Deviant Is The New Normal
March 31, 2008 / 1:59 am • By Dr. Melissa ClouthierA friend and I were discussing furries. Do you know what they are? Well, if you don’t, read here about furries. It’s not that you need to know that weird freaks exist that get sexually excited by seeing people dressed up like Bugs Bunny or dressing like a giant panda, themselves. It’s that you need to know that no behavior is considered out of bounds any more.
Remember the dude from Seattle who got caught having sex with a dead deer next to the road? Yeah, well, he got caught doing it again. And you know the TV show basically extolling the virtues of polygamy? Well, I watched one episode. Polygamy is normal, don’t ya know?
In the article linked above, referring to the furries, the critic blames the internet. And while the internet provides fertile soil for every freak to grow his deviant idea, I believe it’s the psychology profession that has sanctioned every weird thing as normal. How can any limits to human behavior be imposed? Who is to say it’s wrong? And where do you draw the line?
Most people are repulsed by pedophilia. It’s as natural and instinctual to be disgusted at pedophilia as being disgusted at the smell of three day old fish in the sun. Most people find somebody who gets off on furry anything as freakish. It’s called deviance:
Deviance describes actions or behaviors that violate cultural norms including formally-enacted rules (e.g., crime) as well as informal violations of social norms (e.g., nose-picking).

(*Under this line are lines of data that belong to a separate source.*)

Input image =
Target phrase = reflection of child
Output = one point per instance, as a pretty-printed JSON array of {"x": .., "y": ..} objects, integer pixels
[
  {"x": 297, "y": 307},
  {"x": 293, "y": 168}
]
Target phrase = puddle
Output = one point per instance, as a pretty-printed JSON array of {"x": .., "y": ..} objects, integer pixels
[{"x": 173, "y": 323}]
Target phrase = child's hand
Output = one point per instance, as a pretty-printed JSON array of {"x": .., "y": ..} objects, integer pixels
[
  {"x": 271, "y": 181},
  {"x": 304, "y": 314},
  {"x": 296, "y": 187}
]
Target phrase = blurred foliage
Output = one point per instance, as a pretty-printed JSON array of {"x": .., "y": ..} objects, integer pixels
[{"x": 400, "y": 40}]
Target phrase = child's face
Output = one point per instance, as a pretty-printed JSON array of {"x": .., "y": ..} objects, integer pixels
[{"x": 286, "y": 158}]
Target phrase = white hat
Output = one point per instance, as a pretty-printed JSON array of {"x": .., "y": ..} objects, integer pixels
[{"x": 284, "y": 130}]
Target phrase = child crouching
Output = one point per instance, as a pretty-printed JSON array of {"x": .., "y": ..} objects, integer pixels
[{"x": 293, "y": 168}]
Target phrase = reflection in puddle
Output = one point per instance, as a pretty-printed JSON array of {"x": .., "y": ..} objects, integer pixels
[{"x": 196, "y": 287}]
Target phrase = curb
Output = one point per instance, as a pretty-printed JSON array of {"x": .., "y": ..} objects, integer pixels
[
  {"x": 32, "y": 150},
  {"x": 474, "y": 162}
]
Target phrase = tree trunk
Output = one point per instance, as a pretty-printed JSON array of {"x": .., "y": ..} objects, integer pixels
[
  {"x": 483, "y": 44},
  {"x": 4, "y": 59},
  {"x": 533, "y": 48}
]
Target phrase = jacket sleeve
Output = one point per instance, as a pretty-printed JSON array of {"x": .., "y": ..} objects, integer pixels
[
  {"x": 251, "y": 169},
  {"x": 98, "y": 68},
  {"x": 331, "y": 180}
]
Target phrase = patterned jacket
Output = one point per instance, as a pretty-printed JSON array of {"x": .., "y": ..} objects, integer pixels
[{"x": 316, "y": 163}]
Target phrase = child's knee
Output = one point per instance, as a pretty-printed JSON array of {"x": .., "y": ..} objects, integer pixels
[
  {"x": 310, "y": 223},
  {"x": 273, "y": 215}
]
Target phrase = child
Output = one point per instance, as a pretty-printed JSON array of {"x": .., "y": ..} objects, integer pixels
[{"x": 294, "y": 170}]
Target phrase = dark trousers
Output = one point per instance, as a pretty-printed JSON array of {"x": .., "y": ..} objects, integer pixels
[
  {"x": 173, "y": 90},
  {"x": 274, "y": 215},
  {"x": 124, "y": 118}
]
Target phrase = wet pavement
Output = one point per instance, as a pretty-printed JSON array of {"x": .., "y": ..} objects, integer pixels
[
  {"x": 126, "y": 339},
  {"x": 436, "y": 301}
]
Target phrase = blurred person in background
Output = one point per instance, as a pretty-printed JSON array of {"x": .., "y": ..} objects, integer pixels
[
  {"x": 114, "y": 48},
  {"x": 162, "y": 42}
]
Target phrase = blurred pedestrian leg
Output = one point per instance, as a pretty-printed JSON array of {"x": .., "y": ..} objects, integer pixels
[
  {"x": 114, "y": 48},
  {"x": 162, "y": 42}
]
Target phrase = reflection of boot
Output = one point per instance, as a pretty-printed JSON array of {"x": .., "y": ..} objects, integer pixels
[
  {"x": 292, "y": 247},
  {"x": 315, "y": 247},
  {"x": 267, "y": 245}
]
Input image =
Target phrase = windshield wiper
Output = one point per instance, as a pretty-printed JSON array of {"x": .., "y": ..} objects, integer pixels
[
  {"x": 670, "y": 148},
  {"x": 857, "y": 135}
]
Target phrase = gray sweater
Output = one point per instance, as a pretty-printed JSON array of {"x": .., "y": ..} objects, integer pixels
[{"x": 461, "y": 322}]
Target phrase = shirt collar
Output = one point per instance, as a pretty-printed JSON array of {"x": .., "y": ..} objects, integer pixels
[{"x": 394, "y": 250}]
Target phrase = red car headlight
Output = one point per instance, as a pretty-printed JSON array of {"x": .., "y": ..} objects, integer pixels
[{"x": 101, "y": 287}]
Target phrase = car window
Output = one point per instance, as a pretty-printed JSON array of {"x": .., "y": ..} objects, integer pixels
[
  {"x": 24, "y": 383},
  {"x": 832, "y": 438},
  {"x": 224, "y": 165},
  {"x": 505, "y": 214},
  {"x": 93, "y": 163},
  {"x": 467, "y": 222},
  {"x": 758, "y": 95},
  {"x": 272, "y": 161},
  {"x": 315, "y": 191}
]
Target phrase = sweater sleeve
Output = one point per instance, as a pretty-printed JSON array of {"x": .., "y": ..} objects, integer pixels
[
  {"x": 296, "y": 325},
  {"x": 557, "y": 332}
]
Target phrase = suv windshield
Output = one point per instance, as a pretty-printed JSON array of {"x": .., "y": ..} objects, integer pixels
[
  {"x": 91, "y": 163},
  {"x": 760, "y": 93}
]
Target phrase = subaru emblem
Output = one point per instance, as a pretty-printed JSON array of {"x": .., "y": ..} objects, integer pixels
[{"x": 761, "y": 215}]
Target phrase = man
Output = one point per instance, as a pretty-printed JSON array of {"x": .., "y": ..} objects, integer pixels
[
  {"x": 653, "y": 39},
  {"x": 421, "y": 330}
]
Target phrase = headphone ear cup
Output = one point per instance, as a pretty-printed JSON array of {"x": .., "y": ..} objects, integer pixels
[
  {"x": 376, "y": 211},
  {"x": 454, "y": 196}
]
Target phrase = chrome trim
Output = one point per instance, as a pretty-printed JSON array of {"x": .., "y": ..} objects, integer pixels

Deviant behavior is practiced by those who are not knitted into the fabric of society. That is, the less interconnected they are, the more likely to adopt deviant behavior. This, of course, is chicken-egg reasoning. Does the deviant behavior isolate a person? Probably, and before the internet, probably did so even more. Now, a freak can find solace in a support group of sorts through the internet and their “society” becomes an association of freaks just like them. The social pressure to conform to norms no longer exists in the same way.
Couple this technological phenomena with the mental health profession’s unwillingness to label anything abnormal and there is a perfect cocktail of dysfunction becoming elevated to normative behavior. In addition to this, the church’s influence has sharply declined. The moral constraints of the church worked as a stop gap and shaming mechanism for those outside the societal mainstream. And this was to the good. Shame can be a powerful behavioral influence and a positive one for society at large.
In a more secular society, who will define normal? Will such a thing exist? And what will be the ramifications for society? I think we’re already seeing it. There is a balkanization amongst the populace. Women. Gays. Blacks. Furries. Even normal groups, isolated, become weird and calcified in their ideology.
People identify with their identity rather than a unifying idea.
The secular future will be a nihilistic, narcissistic place where all ideas are created equal and there is no abnormal. Behavior isn’t deviant, it’s individualistic. Essentially, the future will be like Germany is today, and the rest of Europe for that matter. Devoid of meaning because everything has meaning. Devoid of virtue because virtue exists in whatever you wish for it to exist in.
The elevating of the deviant has serious repercussions for society as a whole. Instead of a finely woven fabric, America will be like a unfinished patchwork quilt–all the pieces sitting next to one another but no unifying threads. Our lack of cohesion will be our definition. By elevating everything, we’ll be nothing.